Programmierung- wenn Standardprogramme nicht mehr ausreichen

Wir haben hier eine klare Aussage:

  • Wir setzen Standardprogramme wie Microsoft Office ein, wo es möglich ist.
    Eine geeignete Schulung für das Personal vorausgesetzt, ist dies sehr effizient.
  • Wir automatisieren alle sich wiederholenden Vorgänge
    Damit senken wir die Fehlermöglichkeiten und geben Ihrem Personal die Möglichkeit, Routinetätigkeiten zu verkürzen.

Wenn Erweiterungen der Standardprogramme nicht den gewünschten Erfolg bringen und fertige Branchenprogramme zu mächtig sind, wird es Zeit, über Individualprogramme nachzudenken.
Die Forderung an Individualprogramme lautet:

  • sie müssen Funktionen beherrschen, die über die Standardprogramme hinaus gehen
  • sie müssen preisgünstiger sein, als Branchenprogramme, sowohl in der Anschaffung als auch im Service.

Basis ist für derartige Anwendungen immer eine Datenbank, da wir folgende Anforderungen stellen:

  • relationale Datenhaltung, d.h.
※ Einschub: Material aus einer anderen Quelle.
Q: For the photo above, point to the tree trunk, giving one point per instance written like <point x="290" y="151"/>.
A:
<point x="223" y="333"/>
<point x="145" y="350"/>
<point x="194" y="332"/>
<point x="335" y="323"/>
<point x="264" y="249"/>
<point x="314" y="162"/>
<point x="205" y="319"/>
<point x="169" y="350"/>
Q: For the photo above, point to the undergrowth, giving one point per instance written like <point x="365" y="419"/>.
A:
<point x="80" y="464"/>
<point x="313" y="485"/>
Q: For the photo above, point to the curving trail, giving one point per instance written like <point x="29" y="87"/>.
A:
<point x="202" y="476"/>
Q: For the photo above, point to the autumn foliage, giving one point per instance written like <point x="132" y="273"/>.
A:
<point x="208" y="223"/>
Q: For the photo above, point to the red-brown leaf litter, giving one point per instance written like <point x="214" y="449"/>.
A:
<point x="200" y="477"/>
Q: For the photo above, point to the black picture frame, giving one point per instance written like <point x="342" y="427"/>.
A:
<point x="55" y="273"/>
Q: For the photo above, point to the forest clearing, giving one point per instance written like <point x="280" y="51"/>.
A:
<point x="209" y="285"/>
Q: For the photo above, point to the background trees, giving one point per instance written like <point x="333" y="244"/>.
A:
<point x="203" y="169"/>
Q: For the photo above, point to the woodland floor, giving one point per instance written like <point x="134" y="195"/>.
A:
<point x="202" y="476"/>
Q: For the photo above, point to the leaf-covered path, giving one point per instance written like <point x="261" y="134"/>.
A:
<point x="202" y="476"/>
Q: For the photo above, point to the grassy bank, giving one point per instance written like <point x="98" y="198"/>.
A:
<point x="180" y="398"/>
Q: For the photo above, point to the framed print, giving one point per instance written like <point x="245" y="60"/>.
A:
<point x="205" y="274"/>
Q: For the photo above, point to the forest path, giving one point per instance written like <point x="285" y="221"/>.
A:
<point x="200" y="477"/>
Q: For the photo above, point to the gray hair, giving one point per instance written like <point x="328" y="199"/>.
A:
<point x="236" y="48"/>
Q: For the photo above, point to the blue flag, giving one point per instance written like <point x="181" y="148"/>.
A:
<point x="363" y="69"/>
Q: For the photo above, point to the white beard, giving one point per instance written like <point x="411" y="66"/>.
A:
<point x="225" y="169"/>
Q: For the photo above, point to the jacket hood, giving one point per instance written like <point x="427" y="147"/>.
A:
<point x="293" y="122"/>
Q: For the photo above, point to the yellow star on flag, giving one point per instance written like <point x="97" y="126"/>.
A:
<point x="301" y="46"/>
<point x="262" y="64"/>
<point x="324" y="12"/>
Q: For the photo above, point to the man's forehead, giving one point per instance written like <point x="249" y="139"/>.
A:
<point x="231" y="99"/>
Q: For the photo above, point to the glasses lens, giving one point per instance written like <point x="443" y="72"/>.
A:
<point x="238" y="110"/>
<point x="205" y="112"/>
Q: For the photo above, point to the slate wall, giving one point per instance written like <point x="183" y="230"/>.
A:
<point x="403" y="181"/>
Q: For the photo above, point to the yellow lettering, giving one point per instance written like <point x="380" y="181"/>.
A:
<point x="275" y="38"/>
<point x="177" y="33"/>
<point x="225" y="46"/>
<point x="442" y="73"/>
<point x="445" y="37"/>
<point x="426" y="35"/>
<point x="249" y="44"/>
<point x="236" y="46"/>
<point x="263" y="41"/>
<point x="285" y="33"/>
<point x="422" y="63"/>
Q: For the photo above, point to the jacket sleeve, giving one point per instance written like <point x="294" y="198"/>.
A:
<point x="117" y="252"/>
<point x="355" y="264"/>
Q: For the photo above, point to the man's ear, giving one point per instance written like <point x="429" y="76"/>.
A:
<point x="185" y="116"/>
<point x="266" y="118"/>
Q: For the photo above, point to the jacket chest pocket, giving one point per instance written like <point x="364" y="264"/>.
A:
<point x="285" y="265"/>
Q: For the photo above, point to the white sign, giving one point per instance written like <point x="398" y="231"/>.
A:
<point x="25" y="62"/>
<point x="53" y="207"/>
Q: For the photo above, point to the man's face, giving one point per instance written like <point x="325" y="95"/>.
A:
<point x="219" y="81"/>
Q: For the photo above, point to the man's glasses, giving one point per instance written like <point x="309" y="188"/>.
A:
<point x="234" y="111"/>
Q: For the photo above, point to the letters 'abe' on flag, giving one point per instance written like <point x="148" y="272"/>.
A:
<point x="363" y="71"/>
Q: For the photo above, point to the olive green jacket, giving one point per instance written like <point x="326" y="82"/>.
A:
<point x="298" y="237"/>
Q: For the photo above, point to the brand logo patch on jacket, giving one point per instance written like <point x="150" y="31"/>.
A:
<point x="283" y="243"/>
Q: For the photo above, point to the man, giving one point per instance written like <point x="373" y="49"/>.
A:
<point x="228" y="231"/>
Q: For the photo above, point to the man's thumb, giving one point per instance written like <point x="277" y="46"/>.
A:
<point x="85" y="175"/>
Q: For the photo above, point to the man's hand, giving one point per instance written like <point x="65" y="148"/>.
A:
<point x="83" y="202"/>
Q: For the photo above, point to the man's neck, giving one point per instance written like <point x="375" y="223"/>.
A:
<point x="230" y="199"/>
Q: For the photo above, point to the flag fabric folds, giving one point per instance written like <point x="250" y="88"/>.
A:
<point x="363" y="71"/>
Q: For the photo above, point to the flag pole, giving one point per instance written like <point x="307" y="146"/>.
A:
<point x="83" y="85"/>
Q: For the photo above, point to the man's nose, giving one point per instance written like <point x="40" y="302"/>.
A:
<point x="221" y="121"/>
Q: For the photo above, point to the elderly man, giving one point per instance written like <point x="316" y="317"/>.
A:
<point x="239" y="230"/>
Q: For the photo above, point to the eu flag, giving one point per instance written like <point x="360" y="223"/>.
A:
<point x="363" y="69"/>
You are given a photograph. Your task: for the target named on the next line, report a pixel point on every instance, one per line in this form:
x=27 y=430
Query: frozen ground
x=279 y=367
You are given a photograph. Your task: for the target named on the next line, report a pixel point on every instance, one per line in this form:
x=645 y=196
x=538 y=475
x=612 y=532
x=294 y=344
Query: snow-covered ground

Einträge werden normalisiert, also so auf verschiedene Tabellen verteilt, dass sie nur einmal gespeichert werden; damit entfallen fehlerträchtige Redundanzen.
    Beispiel: Kundendaten werden nicht in jede Rechnung neu eingetragen, es wird nur auf sie verwiesen. Ändern sich die Daten, werden sie nur an 1 Stelle nachgeführt.
  • Möglichkeit der Datenverknüpfung, d.h. die gesammelten Daten müssen frei über Abfragen verknüpfbar sein.
    Beispiel: Zeige mir die Umsatzzuwächse der letzten 5 Jahre in Bezug auf Kundenregion und Produktgruppe.
  • erweiterte Bedienerführung über intelligente Eingabemasken (Formulare) und Selektionsmöglichkeit für die Datenausgabe (Berichte).

Wir haben für die wichtigsten Funktionen wie Kontaktverwaltung, Angebot, Auftrag, Rechnung etc. fertige Module. Diese werden an die Aufgabe angepasst und zu einem Gesamtprogramm zusammengefasst.